You should read the whole thing for the correct context of the quote above by Rear Admiral Eccles, Deputy Commander for ship design, integration and engineering at NAVSEA. It is a good start. Perhaps we can discuss survivability in the littoral next. Maybe.

Also, as for Galrahn’s question from yesterday,

So why is it the US Navy surface strike group lacks the capability to establish forward deployed sea surface capabilities to dominate the sea against the 21st century fishing profession of Somalia?

Part of the answer lies with the fact that numbers matter. When you have a limited budget, you can only have a certain number of hulls. If you make the decision to create a Tiffany Navy, then you have to accept the second and third order effects from that decision. If you also follow the mirage of the Cooperative Maritime Partnership (nee 1,000 Ship Navy) as well – then do not be shocked when the National Command Authority wants something done by the Navy we have to hobble together an inadequate excuse …. err …. answer.

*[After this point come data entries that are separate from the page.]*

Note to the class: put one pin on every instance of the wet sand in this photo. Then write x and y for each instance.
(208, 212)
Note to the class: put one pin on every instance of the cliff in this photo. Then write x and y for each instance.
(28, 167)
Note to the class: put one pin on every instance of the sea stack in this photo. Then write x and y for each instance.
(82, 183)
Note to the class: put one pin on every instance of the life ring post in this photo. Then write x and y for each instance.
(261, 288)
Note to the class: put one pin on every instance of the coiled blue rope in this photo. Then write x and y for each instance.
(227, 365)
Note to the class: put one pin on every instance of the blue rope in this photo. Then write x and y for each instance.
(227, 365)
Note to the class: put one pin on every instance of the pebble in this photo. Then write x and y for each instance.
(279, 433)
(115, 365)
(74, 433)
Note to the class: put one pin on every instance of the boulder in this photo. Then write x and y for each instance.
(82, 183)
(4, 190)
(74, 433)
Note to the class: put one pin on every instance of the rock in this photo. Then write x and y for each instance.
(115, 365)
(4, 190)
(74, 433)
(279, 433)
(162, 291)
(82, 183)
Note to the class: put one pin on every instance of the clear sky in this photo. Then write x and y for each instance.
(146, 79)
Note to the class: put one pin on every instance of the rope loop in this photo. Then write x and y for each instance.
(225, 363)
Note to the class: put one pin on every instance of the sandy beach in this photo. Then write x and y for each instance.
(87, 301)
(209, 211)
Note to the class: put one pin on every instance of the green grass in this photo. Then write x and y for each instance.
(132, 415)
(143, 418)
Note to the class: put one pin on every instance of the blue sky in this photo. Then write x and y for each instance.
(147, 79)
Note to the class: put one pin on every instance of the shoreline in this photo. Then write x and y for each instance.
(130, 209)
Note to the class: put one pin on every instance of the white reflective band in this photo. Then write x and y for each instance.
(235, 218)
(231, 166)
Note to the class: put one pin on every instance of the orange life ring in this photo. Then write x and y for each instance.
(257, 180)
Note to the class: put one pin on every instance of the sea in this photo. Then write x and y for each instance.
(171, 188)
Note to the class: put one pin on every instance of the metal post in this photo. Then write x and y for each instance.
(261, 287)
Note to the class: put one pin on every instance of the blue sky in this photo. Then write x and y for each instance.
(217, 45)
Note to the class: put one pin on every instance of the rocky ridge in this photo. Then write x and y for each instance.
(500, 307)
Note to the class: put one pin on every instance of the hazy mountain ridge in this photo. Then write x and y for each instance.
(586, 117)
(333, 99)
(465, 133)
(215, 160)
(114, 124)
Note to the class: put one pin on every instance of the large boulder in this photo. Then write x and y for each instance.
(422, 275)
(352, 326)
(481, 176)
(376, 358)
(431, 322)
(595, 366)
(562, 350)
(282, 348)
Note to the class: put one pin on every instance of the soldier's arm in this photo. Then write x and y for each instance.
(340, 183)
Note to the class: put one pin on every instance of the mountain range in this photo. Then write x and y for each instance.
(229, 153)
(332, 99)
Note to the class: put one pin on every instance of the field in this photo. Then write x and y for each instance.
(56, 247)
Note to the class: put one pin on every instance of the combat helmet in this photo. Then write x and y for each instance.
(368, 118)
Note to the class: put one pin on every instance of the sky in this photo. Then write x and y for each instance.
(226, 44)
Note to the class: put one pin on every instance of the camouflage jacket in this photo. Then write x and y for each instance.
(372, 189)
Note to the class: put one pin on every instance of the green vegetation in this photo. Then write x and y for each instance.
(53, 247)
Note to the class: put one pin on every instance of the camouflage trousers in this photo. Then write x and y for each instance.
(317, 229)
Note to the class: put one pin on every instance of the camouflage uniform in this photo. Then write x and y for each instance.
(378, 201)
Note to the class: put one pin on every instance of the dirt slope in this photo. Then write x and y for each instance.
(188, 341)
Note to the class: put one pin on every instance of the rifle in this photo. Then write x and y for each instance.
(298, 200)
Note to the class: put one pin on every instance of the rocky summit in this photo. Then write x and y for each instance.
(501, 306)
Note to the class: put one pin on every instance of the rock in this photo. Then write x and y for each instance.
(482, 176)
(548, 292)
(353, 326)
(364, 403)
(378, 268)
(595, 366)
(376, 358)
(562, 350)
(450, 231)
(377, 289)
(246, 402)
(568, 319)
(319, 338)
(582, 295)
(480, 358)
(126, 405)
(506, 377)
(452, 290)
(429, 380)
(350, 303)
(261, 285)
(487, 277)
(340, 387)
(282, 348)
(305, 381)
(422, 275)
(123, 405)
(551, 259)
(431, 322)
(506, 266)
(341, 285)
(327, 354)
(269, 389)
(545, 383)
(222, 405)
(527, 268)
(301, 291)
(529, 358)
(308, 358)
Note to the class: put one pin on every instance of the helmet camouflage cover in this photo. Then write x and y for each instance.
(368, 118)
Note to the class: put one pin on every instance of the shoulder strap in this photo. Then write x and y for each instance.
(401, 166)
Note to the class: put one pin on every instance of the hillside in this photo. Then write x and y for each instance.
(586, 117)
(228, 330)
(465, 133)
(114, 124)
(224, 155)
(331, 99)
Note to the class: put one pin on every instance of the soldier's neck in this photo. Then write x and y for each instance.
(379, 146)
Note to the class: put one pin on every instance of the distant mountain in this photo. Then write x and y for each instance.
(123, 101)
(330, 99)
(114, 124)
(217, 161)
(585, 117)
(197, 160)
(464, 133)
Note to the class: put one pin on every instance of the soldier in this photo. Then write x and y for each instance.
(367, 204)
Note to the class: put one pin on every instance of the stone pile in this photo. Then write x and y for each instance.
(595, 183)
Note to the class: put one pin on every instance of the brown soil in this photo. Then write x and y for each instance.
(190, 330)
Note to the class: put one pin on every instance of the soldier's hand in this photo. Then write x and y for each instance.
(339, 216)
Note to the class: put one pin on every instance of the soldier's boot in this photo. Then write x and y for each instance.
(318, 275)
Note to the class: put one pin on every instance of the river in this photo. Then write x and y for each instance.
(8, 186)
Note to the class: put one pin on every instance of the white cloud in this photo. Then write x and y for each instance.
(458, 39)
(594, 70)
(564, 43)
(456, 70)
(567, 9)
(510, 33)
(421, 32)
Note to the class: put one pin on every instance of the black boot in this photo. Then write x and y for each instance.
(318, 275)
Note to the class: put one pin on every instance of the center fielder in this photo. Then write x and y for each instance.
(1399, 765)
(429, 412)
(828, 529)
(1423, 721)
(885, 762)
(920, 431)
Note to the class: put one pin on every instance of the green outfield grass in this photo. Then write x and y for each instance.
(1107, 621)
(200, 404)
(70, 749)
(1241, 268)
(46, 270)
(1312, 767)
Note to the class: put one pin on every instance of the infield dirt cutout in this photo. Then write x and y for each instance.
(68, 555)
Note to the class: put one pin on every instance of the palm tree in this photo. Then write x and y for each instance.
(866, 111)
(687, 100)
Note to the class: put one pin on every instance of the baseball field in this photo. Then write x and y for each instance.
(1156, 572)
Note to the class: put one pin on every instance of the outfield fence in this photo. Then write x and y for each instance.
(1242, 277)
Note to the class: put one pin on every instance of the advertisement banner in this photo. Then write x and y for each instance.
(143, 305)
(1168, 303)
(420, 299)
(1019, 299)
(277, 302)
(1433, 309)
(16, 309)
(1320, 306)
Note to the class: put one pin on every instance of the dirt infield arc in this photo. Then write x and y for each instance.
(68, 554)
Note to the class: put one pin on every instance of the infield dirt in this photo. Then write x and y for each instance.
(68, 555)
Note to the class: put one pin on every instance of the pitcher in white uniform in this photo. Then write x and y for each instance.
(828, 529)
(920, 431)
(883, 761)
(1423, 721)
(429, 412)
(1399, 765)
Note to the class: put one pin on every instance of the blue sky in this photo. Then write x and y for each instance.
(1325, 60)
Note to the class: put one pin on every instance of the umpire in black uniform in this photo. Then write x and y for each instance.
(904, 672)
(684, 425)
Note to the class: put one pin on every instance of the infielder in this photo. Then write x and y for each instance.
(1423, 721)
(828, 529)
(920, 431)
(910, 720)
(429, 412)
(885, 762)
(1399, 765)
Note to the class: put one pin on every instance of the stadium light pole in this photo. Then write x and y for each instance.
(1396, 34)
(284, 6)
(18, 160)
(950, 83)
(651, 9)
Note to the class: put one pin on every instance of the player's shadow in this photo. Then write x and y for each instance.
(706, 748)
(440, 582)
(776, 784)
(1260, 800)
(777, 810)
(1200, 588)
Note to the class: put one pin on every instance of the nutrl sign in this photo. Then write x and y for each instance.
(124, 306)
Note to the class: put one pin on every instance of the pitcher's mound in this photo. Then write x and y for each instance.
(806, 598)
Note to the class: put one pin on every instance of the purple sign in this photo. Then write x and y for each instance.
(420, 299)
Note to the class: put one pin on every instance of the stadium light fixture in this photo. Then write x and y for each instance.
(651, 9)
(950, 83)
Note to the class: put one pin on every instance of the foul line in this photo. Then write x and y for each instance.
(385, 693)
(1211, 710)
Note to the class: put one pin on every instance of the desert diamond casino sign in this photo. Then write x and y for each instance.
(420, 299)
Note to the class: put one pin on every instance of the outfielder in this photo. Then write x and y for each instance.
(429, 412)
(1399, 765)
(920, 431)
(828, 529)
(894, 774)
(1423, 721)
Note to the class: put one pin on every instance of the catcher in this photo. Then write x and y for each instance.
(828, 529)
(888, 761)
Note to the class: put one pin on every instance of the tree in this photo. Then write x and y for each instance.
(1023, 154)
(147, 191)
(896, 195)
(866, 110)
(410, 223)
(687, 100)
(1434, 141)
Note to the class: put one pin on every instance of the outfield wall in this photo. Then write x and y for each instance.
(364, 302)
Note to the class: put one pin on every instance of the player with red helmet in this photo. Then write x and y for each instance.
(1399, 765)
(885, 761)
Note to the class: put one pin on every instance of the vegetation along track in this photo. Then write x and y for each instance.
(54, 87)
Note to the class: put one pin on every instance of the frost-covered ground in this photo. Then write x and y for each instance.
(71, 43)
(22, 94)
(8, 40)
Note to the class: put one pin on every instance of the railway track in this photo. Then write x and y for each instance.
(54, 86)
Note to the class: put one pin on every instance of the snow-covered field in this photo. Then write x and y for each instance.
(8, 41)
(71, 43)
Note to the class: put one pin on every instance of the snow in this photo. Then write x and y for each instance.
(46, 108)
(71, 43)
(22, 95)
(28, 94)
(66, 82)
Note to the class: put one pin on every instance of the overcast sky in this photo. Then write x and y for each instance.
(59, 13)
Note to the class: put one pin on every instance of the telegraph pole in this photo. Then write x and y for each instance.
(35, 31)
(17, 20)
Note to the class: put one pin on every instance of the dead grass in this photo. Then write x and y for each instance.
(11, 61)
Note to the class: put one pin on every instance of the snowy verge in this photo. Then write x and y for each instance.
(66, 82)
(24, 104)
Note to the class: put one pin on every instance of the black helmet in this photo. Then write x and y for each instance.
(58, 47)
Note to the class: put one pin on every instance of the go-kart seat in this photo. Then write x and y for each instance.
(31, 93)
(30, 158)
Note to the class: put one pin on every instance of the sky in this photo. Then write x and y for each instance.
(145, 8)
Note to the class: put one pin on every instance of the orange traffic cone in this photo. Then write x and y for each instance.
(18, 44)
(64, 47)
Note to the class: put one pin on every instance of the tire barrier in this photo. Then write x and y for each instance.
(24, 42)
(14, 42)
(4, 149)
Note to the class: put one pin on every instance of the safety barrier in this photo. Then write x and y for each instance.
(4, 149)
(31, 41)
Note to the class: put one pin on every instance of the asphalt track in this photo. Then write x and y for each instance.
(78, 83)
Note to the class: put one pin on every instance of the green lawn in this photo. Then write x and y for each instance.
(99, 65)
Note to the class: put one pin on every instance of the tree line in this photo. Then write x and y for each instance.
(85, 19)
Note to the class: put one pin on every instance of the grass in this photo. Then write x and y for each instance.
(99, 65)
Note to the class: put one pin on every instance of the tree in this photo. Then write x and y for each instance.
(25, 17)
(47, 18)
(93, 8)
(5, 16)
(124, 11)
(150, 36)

Posted by CDRSalamander in Maritime Security
Tags: ,

You can leave a response, or trackback from your own site.

  • Byron

    “Tiffany Navy”…heh heh heh…Good one CDR. Perfect description. And like I said about LCS and LPD-17, you can put lipstick on a pig, but it’s still a pig.

  • sid

    If there is going to be a rollback on the speed requirement (something already floated by Moosally last year for the LCS-I) then what is the point of these two hull types?

    Stop the current program at the two hulls. Seems NAVSEA is daring to cross that “line in the sand” drawn in ~2003, so go back and put the unmanned vehicle mission into a SURVIVABLE COMBATANT hull….because there is no more lethal a battlespace than the littorals (and the notion that a ship spending most of her time there can “avoid harm’s way” is pure folly). One that is not immediately weight constrained at commissioning and still could most likely still bend on ~30 kts.

  • leesea

    Finally someone with common sense talks about basic rqmts problems with LCS!! Here is the kernel of the issue: if LCS are to be in position promptly for littoral operations, why is there a need for them to self-deploy to the AOR? Would not the Navy need them forward-deployed already in theater? Changing that rqmt means there would be less horsepower, less fuel load and possibly more weight available for armor, weapons & sensor systems. I think the tradeoff is obvious? But what do I know I just helped charter the first HSV for MSC back in 2002!

  • sid

    Yeah, what leesa said!

    The kinds of jobs Galrahn is envisioning suggests a hull much longer on endurance than high speed.

  • leesea

    I will take endurance over speed any day!! More armor, weapons and sensors can add too much weight though.